Par sa mère, qui avait fait sa première communion dans une grange, au temps de la Terreur où les prêtres se cachaient au fond des bois, il remontait aux luttes de la Révolution, et le curé octogénaire qui lui avait enseigné le catéchisme était le même que les Jacobins locaux avaient traqué deux ans sans pouvoir l'arrêter. Ces âges qui me semblaient fabuleux demeuraient pour lui le présent. 
Né dans un hameau perdu qu'on appelait le Point du Jour, il n'était jamais allé à l'école et, de sa vie, ne sut lire ou écrire; mais ce paysan avait une finesse native, un esprit d'observation, une verve narquoise et drue, servie par un bonheur d'expressions qu'auraient pu lui envier bien des gens cultivés. Sa mémoire étonnamment fidèle avait enregistré, conservé, mis en ordre tout ce qu'il avait vu ou entendu. Il s'exprimait toujours en patois du pays et les vieux termes pittoresques, les proverbes rustiques, les évocations de sa jeunesse prenaient un relief singulier dans sa bouche. 
Je buvais ses récits qui m'apportaient tout le mystère des légendes. Pourtant ils étaient véridiques, car de tous les souvenirs, ce sont les plus anciens, les tout premiers, qui s'enracinent au cœur de l'homme et demeurent les plus vivaces.

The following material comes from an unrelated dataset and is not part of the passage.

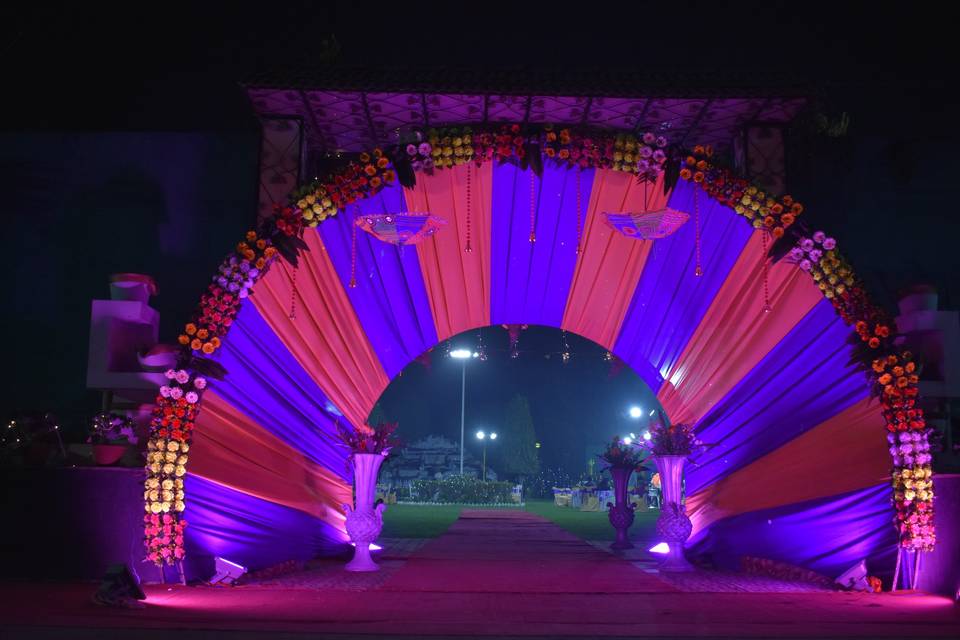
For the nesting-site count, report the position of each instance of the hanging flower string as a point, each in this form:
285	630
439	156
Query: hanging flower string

J'accompagnais souvent le vieillard à ses travaux des champs. C'était dans une terre en pente raide où l'on accédait par un chemin creux, entre deux haies de noisetiers sous une voûte d'arbres penchés que défendaient des buissons fous. Je me sentais chez moi, sur le flanc de cette vallée aux pentes creusées comme des traînées de bure, à l'ombre épaisse des châtaigniers et des noyers, où l'on respirait une bonne odeur d'herbe et de terre.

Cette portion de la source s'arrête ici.